8. En l’espèce, pour estimer que la demande d’asile présentée par M. A n’avait été présentée que dans le seul but de retarder ou de compromettre la mesure d’éloignement dont il faisait l’objet, le préfet du Val-de-Marne a relevé que celui-ci n’avait pas justifié lors de son audition subir de menace grave en cas de retour dans son pays d’origine, qu’il avait déjà vu sa demande initiale clôturée de manière définitive par une décision de l’OFPRA du 28 janvier 2025 et qu’il avait déposé sa demande d’asile postérieure au délai de cinq jours, alors qu’il avait été pleinement informé de ses droits en matière d’asile à son arrivée au centre de rétention et mis en mesure de les exercer. En outre, l’arrêté mentionne que le requérant avait déjà fait l’objet d’une mesure d’éloignement à laquelle il n’avait pas déféré. Par suite, la décision est fondée sur des critères objectifs et le moyen tiré de ce que le préfet du Val-de-Marne aurait commis une erreur de droit doit être écarté. Pour les mêmes motifs, et alors même qu’il soutient avoir exprimé ses craintes en cas de retour dès sa détention en prison, quand bien même il n’a formellement demandé l’asile qu’une fois placé au centre de rétention administrative, M. A n’est pas fondé à soutenir que l’arrêté attaqué serait entaché d’une erreur manifeste d’appréciation au regard des dispositions de l’article L. 754-3 du code de l’entrée et du séjour des étrangers et du droit d’asile.
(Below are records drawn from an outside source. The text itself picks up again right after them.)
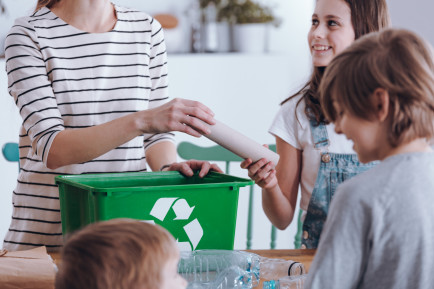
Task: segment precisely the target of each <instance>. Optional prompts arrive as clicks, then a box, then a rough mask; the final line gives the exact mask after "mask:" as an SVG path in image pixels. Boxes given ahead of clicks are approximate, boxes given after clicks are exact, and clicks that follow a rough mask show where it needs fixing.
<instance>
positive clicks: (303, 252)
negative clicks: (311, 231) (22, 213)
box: [49, 249, 315, 288]
mask: <svg viewBox="0 0 434 289" xmlns="http://www.w3.org/2000/svg"><path fill="white" fill-rule="evenodd" d="M245 251H247V252H252V253H255V254H258V255H260V256H263V257H267V258H276V259H284V260H292V261H297V262H300V263H303V265H304V267H305V268H306V271H309V268H310V265H311V263H312V261H313V257H314V255H315V250H313V249H298V250H245ZM49 254H50V255H51V258H53V260H54V262H55V263H56V264H57V265H59V264H60V262H61V256H60V253H49ZM262 282H263V281H261V282H260V283H259V285H258V286H256V287H255V288H262Z"/></svg>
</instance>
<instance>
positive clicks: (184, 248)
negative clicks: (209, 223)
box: [176, 239, 191, 252]
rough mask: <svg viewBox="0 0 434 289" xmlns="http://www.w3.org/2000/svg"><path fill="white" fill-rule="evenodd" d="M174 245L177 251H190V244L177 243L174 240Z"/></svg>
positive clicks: (183, 243)
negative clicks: (177, 246)
mask: <svg viewBox="0 0 434 289" xmlns="http://www.w3.org/2000/svg"><path fill="white" fill-rule="evenodd" d="M176 243H177V245H178V250H179V251H181V252H183V251H191V244H190V243H189V242H179V241H178V239H176Z"/></svg>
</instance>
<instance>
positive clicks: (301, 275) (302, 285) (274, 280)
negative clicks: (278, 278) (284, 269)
mask: <svg viewBox="0 0 434 289" xmlns="http://www.w3.org/2000/svg"><path fill="white" fill-rule="evenodd" d="M306 278H307V274H303V275H298V276H286V277H283V278H280V279H278V280H271V281H265V282H264V284H263V286H262V288H263V289H303V288H304V281H305V280H306Z"/></svg>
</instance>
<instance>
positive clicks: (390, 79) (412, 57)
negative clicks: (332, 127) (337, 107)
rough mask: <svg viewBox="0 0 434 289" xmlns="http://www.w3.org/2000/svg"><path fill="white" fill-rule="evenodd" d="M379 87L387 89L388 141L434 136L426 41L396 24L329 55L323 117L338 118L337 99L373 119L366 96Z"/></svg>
mask: <svg viewBox="0 0 434 289" xmlns="http://www.w3.org/2000/svg"><path fill="white" fill-rule="evenodd" d="M377 88H383V89H385V90H387V92H388V94H389V116H388V117H389V119H390V121H389V125H390V128H389V130H388V131H389V132H388V136H387V138H388V141H389V143H390V145H392V146H393V147H396V146H398V145H400V144H402V143H407V142H409V141H411V140H414V139H416V138H428V139H429V138H431V137H433V136H434V61H433V50H432V47H431V46H430V45H429V44H428V43H426V42H425V41H424V40H423V39H422V38H420V37H419V36H417V35H416V34H415V33H413V32H410V31H407V30H398V29H387V30H383V31H382V32H377V33H371V34H368V35H366V36H364V37H362V38H360V39H359V40H357V41H356V42H354V43H353V44H352V45H351V46H350V47H348V48H347V49H346V50H345V51H343V52H342V53H340V54H339V55H338V56H336V57H335V58H334V59H333V60H332V62H331V63H330V65H329V66H328V67H327V69H326V71H325V74H324V77H323V79H322V82H321V85H320V101H321V105H322V107H323V109H324V113H325V115H326V117H327V118H328V119H329V120H330V121H336V118H337V115H336V111H335V109H334V107H333V101H337V102H338V103H339V106H340V107H341V108H342V109H343V110H345V111H346V112H348V113H350V114H352V115H354V116H357V117H359V118H362V119H367V120H372V119H373V117H374V113H375V111H376V108H375V107H373V104H372V103H371V101H370V97H371V96H372V94H373V93H374V91H375V90H376V89H377Z"/></svg>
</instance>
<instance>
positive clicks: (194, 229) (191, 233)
mask: <svg viewBox="0 0 434 289" xmlns="http://www.w3.org/2000/svg"><path fill="white" fill-rule="evenodd" d="M184 231H185V232H186V233H187V236H188V238H189V239H190V242H191V245H192V247H193V250H194V249H196V246H197V244H199V242H200V239H202V236H203V229H202V226H201V225H200V224H199V221H198V220H197V219H194V220H193V221H191V222H190V223H188V224H187V225H185V226H184Z"/></svg>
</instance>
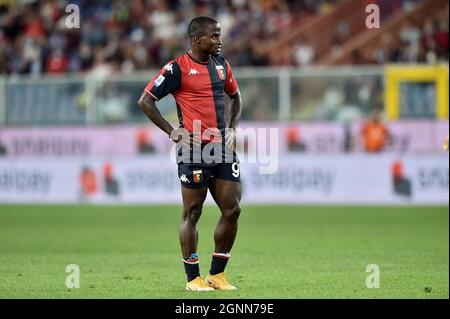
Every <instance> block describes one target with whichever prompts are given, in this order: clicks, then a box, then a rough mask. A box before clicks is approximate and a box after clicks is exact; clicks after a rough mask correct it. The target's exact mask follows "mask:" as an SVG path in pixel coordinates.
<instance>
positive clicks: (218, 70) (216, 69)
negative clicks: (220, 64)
mask: <svg viewBox="0 0 450 319" xmlns="http://www.w3.org/2000/svg"><path fill="white" fill-rule="evenodd" d="M216 70H217V73H218V74H219V79H221V80H225V79H226V76H225V70H224V68H223V66H222V65H216Z"/></svg>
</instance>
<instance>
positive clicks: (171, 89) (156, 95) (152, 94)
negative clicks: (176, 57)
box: [145, 61, 181, 101]
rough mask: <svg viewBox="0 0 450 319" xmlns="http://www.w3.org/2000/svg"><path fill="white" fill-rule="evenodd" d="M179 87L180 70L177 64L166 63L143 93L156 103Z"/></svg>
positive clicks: (177, 88)
mask: <svg viewBox="0 0 450 319" xmlns="http://www.w3.org/2000/svg"><path fill="white" fill-rule="evenodd" d="M180 85H181V70H180V66H179V65H178V63H176V62H175V61H171V62H169V63H167V64H166V65H165V66H164V67H163V68H162V69H161V71H159V73H158V75H157V76H156V77H154V78H153V79H152V80H151V81H150V82H149V83H148V84H147V86H146V87H145V93H147V94H149V95H150V96H151V97H152V98H153V99H154V100H156V101H158V100H160V99H162V98H163V97H165V96H166V95H168V94H170V93H172V92H174V91H176V90H177V89H178V88H179V87H180Z"/></svg>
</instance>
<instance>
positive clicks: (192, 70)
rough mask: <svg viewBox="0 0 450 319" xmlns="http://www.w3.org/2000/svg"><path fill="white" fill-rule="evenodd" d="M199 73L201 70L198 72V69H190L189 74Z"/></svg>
mask: <svg viewBox="0 0 450 319" xmlns="http://www.w3.org/2000/svg"><path fill="white" fill-rule="evenodd" d="M197 74H200V72H198V71H197V70H196V69H191V70H190V71H189V75H197Z"/></svg>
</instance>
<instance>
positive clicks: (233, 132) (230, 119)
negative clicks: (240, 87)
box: [225, 90, 242, 150]
mask: <svg viewBox="0 0 450 319" xmlns="http://www.w3.org/2000/svg"><path fill="white" fill-rule="evenodd" d="M241 114H242V97H241V91H240V90H238V91H237V92H236V94H235V95H233V96H230V120H229V123H228V125H227V127H228V128H229V129H231V130H227V134H226V136H225V142H226V144H227V146H228V147H230V148H231V149H233V150H234V149H235V146H236V134H235V129H236V127H237V126H238V124H239V120H240V119H241Z"/></svg>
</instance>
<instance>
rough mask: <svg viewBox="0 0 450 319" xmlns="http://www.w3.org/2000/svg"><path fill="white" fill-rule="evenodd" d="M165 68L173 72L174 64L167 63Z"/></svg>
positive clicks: (170, 72) (171, 63) (164, 68)
mask: <svg viewBox="0 0 450 319" xmlns="http://www.w3.org/2000/svg"><path fill="white" fill-rule="evenodd" d="M164 69H166V70H167V71H169V72H170V73H172V74H173V64H172V63H167V64H166V65H165V66H164Z"/></svg>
9. Il résulte de tout ce qui précède que la requête de M. A doit être rejetée en toutes ses conclusions.
D É C I D E :
Article 1er : La requête de M. A est rejetée.
Article 2 : Le présent jugement sera notifié à M. B A et au préfet du Val-de-Marne.
Rendu public par mise à disposition au greffe le 4 mars 2025.
La magistrate désignée,
N. Chatagner-Gaullier
Le greffier,
F. de Thezillat
La République mande et ordonne au préfet du Val-de-Marne en ce qui le concerne ou à tous commissaires de justice à ce requis en ce qui concerne les voies de droit commun contre les parties privées, de pourvoir à l’exécution de la présente décision.